Abdullah and his team used a method based on how things move in galaxy clusters – groups of up to thousands of gravitationally bound galaxies.

In general, galaxy clusters are a good tool for measuring matter in the universe. This is because they are made up of matter that gathered during the lifetime of the Universe, about 13.8 billion years, under gravity.

The number of clusters that we can observe in a volume of space is highly sensitive to the amount of matter, so counting them can provide a reasonable measure. But, again, it’s not an easy task.

“A higher percentage of matter would result in more clusters,” Abdullah said.

“The Goldilocks challenge for our team was to measure the number of clusters and then determine which answer was” right. “But it is difficult to accurately measure the mass of a cluster of galaxies because most of the matter is dark. , so we can not see it with telescopes. “

The team found a way around this problem with a technique called GalWeight. It uses the orbits of galaxies in and around a cluster to determine which galaxies actually belong to a given cluster and which don’t, with an accuracy of over 98%. This, they said, provides a more accurate census of that cluster, in turn leading to more accurate mass computation.

“A huge benefit of using our GalWeight galactic orbit technique was that our team was able to determine a mass for each cluster individually rather than relying on more indirect statistical methods,” explained astronomer Anatoly Klypin. of New Mexico State University.

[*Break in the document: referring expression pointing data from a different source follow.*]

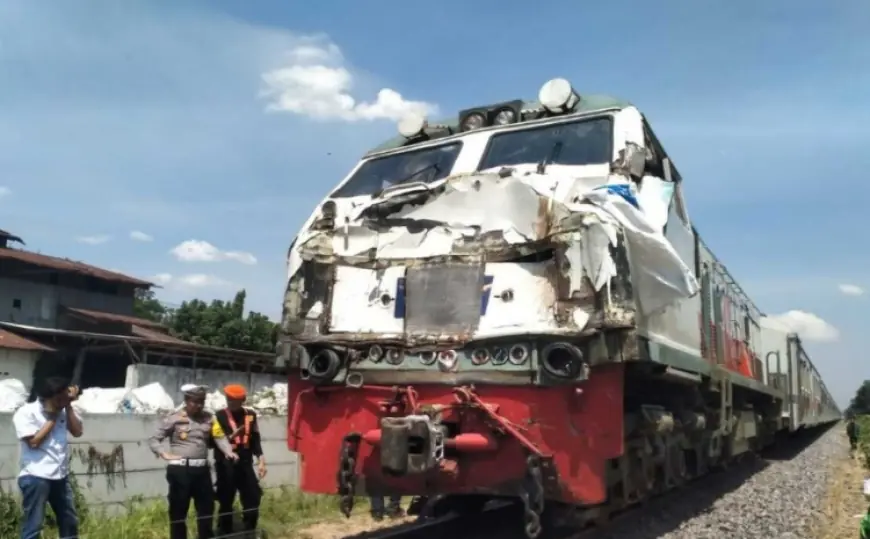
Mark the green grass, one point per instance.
(864, 438)
(281, 511)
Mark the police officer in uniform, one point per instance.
(239, 424)
(190, 431)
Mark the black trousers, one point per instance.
(238, 477)
(188, 483)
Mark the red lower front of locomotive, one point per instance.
(486, 436)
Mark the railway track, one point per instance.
(503, 520)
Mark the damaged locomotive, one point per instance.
(514, 303)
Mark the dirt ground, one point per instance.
(844, 505)
(339, 529)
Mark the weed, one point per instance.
(281, 510)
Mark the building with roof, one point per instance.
(61, 316)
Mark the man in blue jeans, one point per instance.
(42, 427)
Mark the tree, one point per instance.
(222, 324)
(145, 305)
(860, 404)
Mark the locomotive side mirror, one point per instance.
(632, 161)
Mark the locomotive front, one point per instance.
(459, 308)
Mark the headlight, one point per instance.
(475, 120)
(505, 117)
(375, 354)
(428, 358)
(499, 355)
(395, 356)
(519, 353)
(480, 356)
(557, 96)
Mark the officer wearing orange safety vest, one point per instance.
(241, 427)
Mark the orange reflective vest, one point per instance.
(243, 438)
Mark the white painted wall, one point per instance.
(144, 473)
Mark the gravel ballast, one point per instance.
(777, 496)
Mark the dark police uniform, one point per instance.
(238, 476)
(189, 477)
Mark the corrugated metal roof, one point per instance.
(65, 264)
(102, 316)
(9, 236)
(157, 336)
(151, 338)
(17, 342)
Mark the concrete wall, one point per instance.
(39, 302)
(18, 364)
(144, 474)
(172, 378)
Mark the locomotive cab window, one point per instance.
(427, 166)
(584, 142)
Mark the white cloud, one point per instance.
(317, 83)
(93, 240)
(809, 326)
(138, 235)
(192, 280)
(851, 290)
(203, 251)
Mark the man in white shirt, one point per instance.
(42, 427)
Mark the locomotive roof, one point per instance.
(588, 103)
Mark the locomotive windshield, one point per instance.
(427, 165)
(587, 142)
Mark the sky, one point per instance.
(186, 141)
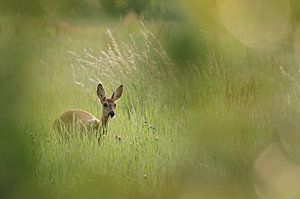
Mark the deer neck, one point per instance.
(104, 120)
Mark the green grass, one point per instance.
(185, 128)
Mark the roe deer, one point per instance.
(276, 176)
(85, 121)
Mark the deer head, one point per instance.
(108, 104)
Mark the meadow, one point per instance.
(183, 129)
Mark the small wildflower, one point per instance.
(119, 138)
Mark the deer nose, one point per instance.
(111, 114)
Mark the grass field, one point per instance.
(182, 129)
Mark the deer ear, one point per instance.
(100, 92)
(118, 93)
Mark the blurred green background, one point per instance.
(207, 86)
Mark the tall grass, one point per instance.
(180, 131)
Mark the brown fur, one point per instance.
(79, 120)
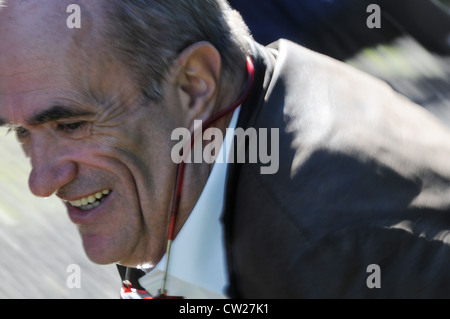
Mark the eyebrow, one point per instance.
(55, 113)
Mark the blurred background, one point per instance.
(410, 50)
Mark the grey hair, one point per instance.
(148, 35)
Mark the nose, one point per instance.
(50, 170)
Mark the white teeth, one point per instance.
(90, 201)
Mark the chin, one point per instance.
(100, 251)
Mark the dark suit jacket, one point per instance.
(364, 179)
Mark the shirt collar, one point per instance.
(197, 266)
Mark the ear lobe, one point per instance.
(198, 77)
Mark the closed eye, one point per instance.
(70, 127)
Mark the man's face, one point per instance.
(89, 137)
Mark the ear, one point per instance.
(198, 79)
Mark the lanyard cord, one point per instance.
(180, 170)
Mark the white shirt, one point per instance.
(197, 267)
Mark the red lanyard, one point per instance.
(180, 172)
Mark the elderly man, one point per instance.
(357, 207)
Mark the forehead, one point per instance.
(41, 59)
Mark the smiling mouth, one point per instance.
(91, 201)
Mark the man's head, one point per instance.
(94, 107)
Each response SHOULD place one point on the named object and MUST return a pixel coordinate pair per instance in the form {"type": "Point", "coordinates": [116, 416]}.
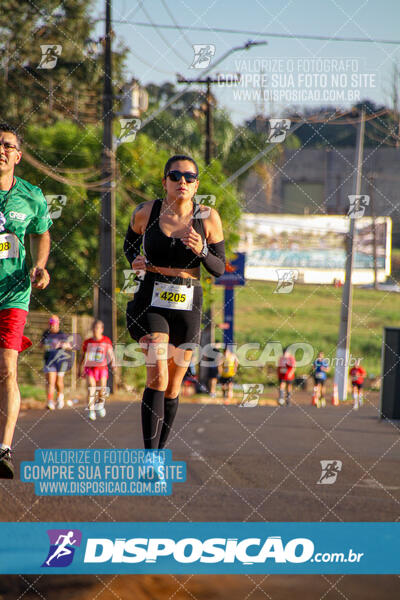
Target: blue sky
{"type": "Point", "coordinates": [367, 72]}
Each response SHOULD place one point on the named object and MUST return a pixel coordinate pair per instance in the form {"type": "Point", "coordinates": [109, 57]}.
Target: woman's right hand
{"type": "Point", "coordinates": [139, 264]}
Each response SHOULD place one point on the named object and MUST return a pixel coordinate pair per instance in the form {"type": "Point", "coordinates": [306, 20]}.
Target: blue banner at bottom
{"type": "Point", "coordinates": [204, 548]}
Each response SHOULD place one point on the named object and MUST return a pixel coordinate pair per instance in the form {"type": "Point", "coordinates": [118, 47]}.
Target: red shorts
{"type": "Point", "coordinates": [12, 323]}
{"type": "Point", "coordinates": [96, 372]}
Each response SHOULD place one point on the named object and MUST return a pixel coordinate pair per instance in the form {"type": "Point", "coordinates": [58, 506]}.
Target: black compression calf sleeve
{"type": "Point", "coordinates": [152, 417]}
{"type": "Point", "coordinates": [170, 408]}
{"type": "Point", "coordinates": [132, 244]}
{"type": "Point", "coordinates": [214, 262]}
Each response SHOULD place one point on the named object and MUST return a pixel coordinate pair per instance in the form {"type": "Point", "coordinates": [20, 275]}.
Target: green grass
{"type": "Point", "coordinates": [310, 314]}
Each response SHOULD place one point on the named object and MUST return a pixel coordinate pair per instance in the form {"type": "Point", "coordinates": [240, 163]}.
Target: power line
{"type": "Point", "coordinates": [300, 36]}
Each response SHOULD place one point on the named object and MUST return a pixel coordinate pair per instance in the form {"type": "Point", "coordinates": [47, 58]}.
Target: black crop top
{"type": "Point", "coordinates": [162, 250]}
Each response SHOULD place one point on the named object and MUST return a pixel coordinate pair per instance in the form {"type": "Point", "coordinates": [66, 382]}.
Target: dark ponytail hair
{"type": "Point", "coordinates": [176, 157]}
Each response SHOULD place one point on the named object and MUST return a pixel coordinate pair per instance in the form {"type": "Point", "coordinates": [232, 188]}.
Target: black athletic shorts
{"type": "Point", "coordinates": [182, 326]}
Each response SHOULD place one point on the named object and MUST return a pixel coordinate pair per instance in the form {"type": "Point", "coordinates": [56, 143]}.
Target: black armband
{"type": "Point", "coordinates": [132, 244]}
{"type": "Point", "coordinates": [214, 261]}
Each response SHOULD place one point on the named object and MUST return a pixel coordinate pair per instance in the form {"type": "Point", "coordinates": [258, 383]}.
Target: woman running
{"type": "Point", "coordinates": [177, 236]}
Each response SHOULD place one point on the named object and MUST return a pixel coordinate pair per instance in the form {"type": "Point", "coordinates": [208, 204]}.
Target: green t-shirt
{"type": "Point", "coordinates": [23, 210]}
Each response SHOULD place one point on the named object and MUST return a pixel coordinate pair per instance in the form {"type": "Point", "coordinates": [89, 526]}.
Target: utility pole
{"type": "Point", "coordinates": [106, 306]}
{"type": "Point", "coordinates": [207, 334]}
{"type": "Point", "coordinates": [343, 347]}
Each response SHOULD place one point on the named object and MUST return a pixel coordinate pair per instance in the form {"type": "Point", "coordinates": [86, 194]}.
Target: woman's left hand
{"type": "Point", "coordinates": [193, 240]}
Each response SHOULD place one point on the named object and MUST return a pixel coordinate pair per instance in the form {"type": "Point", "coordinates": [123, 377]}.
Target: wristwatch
{"type": "Point", "coordinates": [204, 252]}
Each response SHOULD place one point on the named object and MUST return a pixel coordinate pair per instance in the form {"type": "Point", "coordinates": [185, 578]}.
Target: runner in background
{"type": "Point", "coordinates": [286, 369]}
{"type": "Point", "coordinates": [97, 353]}
{"type": "Point", "coordinates": [227, 371]}
{"type": "Point", "coordinates": [57, 361]}
{"type": "Point", "coordinates": [357, 374]}
{"type": "Point", "coordinates": [320, 371]}
{"type": "Point", "coordinates": [23, 216]}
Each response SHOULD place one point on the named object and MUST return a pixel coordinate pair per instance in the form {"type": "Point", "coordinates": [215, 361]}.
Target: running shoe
{"type": "Point", "coordinates": [6, 466]}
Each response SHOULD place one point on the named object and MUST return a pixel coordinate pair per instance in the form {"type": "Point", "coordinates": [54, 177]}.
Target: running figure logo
{"type": "Point", "coordinates": [50, 54]}
{"type": "Point", "coordinates": [330, 470]}
{"type": "Point", "coordinates": [278, 129]}
{"type": "Point", "coordinates": [286, 280]}
{"type": "Point", "coordinates": [203, 54]}
{"type": "Point", "coordinates": [63, 543]}
{"type": "Point", "coordinates": [251, 394]}
{"type": "Point", "coordinates": [357, 206]}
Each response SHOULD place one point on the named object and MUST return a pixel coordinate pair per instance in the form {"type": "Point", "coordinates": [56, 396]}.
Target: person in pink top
{"type": "Point", "coordinates": [286, 367]}
{"type": "Point", "coordinates": [97, 354]}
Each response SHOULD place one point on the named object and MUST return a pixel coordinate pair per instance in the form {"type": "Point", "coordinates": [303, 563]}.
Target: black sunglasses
{"type": "Point", "coordinates": [177, 176]}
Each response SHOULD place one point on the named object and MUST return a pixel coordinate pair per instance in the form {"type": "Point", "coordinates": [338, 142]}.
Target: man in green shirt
{"type": "Point", "coordinates": [23, 210]}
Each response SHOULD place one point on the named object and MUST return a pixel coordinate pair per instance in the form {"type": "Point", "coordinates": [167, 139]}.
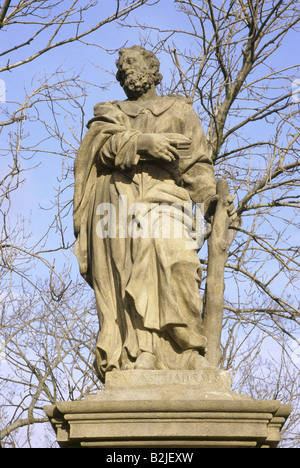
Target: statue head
{"type": "Point", "coordinates": [138, 70]}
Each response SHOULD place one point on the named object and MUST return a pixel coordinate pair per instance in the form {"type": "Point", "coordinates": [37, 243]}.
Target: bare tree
{"type": "Point", "coordinates": [47, 318]}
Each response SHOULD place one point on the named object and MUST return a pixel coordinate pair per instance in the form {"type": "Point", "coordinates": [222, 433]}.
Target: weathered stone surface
{"type": "Point", "coordinates": [168, 409]}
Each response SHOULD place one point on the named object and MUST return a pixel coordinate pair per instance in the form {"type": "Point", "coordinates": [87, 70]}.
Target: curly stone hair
{"type": "Point", "coordinates": [149, 57]}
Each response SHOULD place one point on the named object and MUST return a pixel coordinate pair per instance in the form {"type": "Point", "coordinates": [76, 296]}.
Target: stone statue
{"type": "Point", "coordinates": [141, 164]}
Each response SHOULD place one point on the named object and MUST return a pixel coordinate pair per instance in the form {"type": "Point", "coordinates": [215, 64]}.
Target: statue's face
{"type": "Point", "coordinates": [134, 74]}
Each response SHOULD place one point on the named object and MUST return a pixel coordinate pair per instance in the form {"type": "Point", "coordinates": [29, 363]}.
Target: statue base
{"type": "Point", "coordinates": [167, 409]}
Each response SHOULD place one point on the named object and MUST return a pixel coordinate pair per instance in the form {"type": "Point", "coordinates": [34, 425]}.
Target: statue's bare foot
{"type": "Point", "coordinates": [145, 361]}
{"type": "Point", "coordinates": [197, 362]}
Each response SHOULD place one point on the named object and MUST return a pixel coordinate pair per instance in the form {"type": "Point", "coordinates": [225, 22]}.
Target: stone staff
{"type": "Point", "coordinates": [214, 290]}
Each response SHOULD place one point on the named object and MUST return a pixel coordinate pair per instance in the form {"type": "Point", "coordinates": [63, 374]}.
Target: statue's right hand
{"type": "Point", "coordinates": [158, 146]}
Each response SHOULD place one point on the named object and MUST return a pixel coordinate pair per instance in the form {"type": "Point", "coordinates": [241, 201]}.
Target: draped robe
{"type": "Point", "coordinates": [146, 287]}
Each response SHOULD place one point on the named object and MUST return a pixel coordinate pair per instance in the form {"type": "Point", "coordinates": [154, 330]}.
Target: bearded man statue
{"type": "Point", "coordinates": [130, 178]}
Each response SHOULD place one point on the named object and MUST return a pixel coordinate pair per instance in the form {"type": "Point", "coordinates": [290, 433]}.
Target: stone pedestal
{"type": "Point", "coordinates": [170, 409]}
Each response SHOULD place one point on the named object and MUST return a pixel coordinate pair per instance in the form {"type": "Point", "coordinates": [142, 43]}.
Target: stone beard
{"type": "Point", "coordinates": [146, 288]}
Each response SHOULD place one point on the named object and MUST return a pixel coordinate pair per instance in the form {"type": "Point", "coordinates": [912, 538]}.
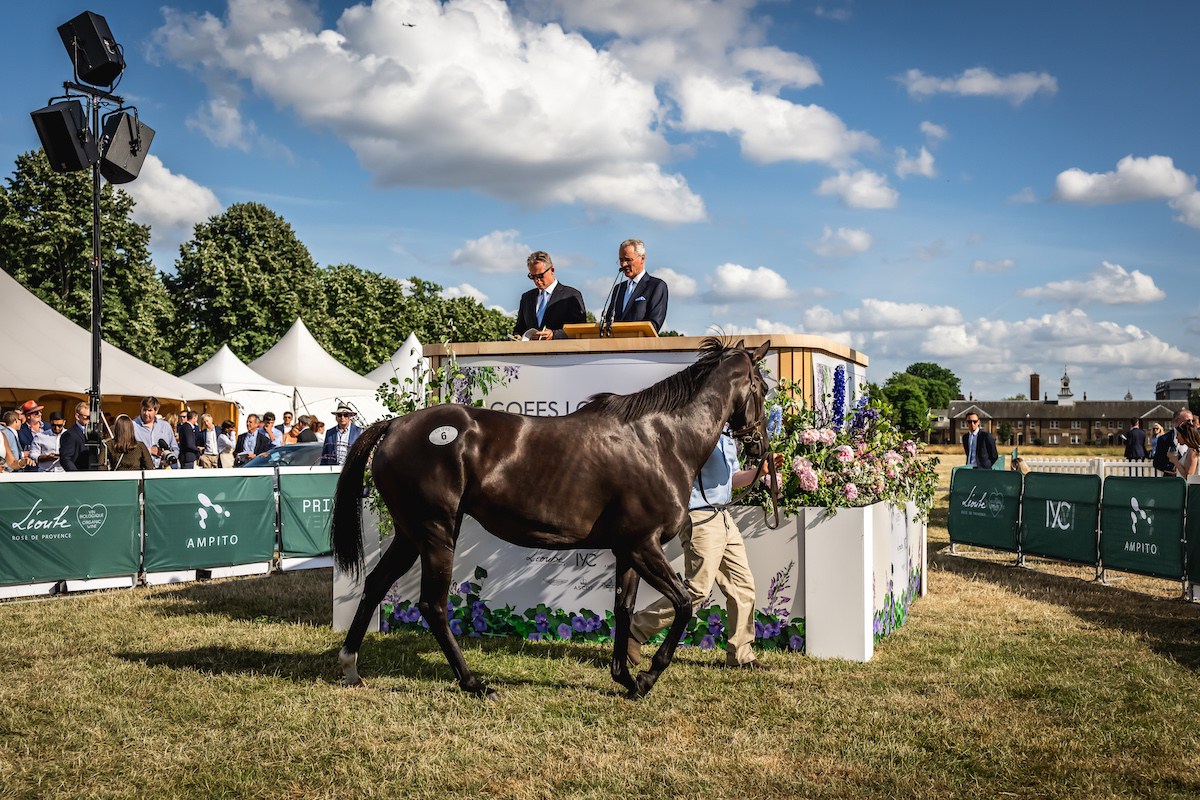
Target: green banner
{"type": "Point", "coordinates": [69, 530]}
{"type": "Point", "coordinates": [1141, 525]}
{"type": "Point", "coordinates": [193, 523]}
{"type": "Point", "coordinates": [305, 503]}
{"type": "Point", "coordinates": [984, 507]}
{"type": "Point", "coordinates": [1060, 516]}
{"type": "Point", "coordinates": [1193, 533]}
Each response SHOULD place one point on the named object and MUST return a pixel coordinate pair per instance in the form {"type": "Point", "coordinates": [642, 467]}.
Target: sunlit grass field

The team applied their technique to observations collected by the Sloan Digital Sky Survey and created a catalog of galaxy clusters. These clusters were then compared with numerical simulations of galaxies to calculate the total amount of matter in the Universe.

The team’s result – 31.5% matter and 68.5% dark energy – is in close agreement with other measurements of the Universe’s matter-energy density.

“We were able to make one of the most accurate measurements ever made using the galaxy cluster technique,” said astronomer Gillian Wilson of UC Riverside.

“Furthermore, this is the first use of the galactic orbit technique that has obtained a value in agreement with those obtained by the teams that have used non-clustered techniques such as cosmic microwave background anisotropies, baryon acoustic oscillations, type supernovae. Ia or the gravitational lens “.

This result, the team says, demonstrates that GalWeight could prove to be a very useful tool for continuing to probe and limit the cosmological properties of the Universe.

The research was published in The Astrophysical Journal.